Is your team's inbox out of control? Meet Cerberus Helpdesk. He doesn't eat, he doesn't sleep, and he never needs a vacation. His interests include: burying spam, fetching useful information, and herding wild e-mail.
18,979+ Companies are Taking Control of their Inbox with Cerberus Helpdesk!
"Miditech.com has been in the hosting business since 1996. Since setting up with Cerberus Support Center 4.0 we have improved our customer relationships and solidified the fact that we believe service is everything for our customers. Great job on 4.0 and the new features you are working on is pure icing on the cake. I recommend your new version 4.0 to anyone and I will be sending you future business through my growing reseller network. Keep up the great work!" - Don Gerrity, Miditech.com
Is Your Current E-mail Application More Cluttered Than Your Inbox?
Cerberus Helpdesk 4.0 (Cerb4) is a group-based webmail project that has been evolving since January 2002. We started the project because we couldn't find an existing PHP-based solution that seemed to be conscious enough about performance and usability. We didn't have a spectacularly large volume of e-mail to deal with at the time, but that only made it more surprising that the available solutions were failing us as badly as they were.
It has taken us six years of immersion, and tens of thousands of conversations, to really appreciate how much energy it takes to find elegant solutions -- concepts that are simple to explain, but remain flexible enough to be used in creatively unexpected ways.
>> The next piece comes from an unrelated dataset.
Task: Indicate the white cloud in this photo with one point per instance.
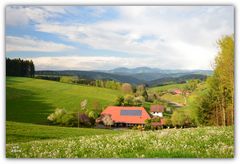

What you see in the project today is a distillation of these elegant solutions from our six years of experimentation. If you're accustomed to complexity as a measure of software's maturity, things may look too simple at first glance. Don't let the simplicity fool you.
Elegant solutions look simple in hindsight.
You only need to understand a few concepts to get started:
A ticket is a specific e-mail conversation and all the related data about a question or issue. Each ticket has a unique identifier for future reference by anyone involved.
The people on the originating end of tickets are called requesters. A ticket can have multiple requesters.
The people on the answering end of tickets are called workers.
A watcher is a worker who receives copies of messages. For example, a supervisor may be a watcher to monitor the quality of the messages workers are writing back to requesters.
The helpdesk is a software hub for centrally managing and archiving tickets, and routing messages between workers and requesters. This allows several workers to receive and share e-mail without requesters writing to any of them individually.
A bucket is a container for storing similar tickets. Common buckets are: Leads, Receipts, Newsletters, Refunds and Spam.
A group is several workers who share responsibility for the same tickets and buckets. Common groups are: Sales, Support, Development, Billing and Corporate. These examples are departments, but groups can be related by anything.
A worker in a group is called a member. A member with the authority to modify the group is called a manager. Groups can have any number of managers.
Each group has an inbox where new tickets are delivered by default. These tickets are then moved into buckets either automatically by the helpdesk or by workers.
Pile Sorting breaks down large lists of e-mail into actionable piles based on sender, domain, subject pattern or headers.
About WebGroup Media, LLC.
WebGroup Media, LLC. (WGM) has been collaborating on Cerberus Helpdesk for over six years. We're lean, profitable, organically-bootstrapped, and carry no long-term debt or outside funding.
We're unconventionally structured; everyone here is involved with using, building, promoting, and supporting our projects. This keeps us oriented as users first and as a business second.
Our software has to become a super-human team member, since we humans have various other jobs to do on top of responding to e-mail. Everything we do is well-informed by our constant conversations with the community. We can't imagine having walls set up between the real world and our project decision makers.
As the project has grown, we've had an interesting arms-race between Cerberus Helpdesk and the ever-increasing number of people who write in to talk to us about it. This is our muse.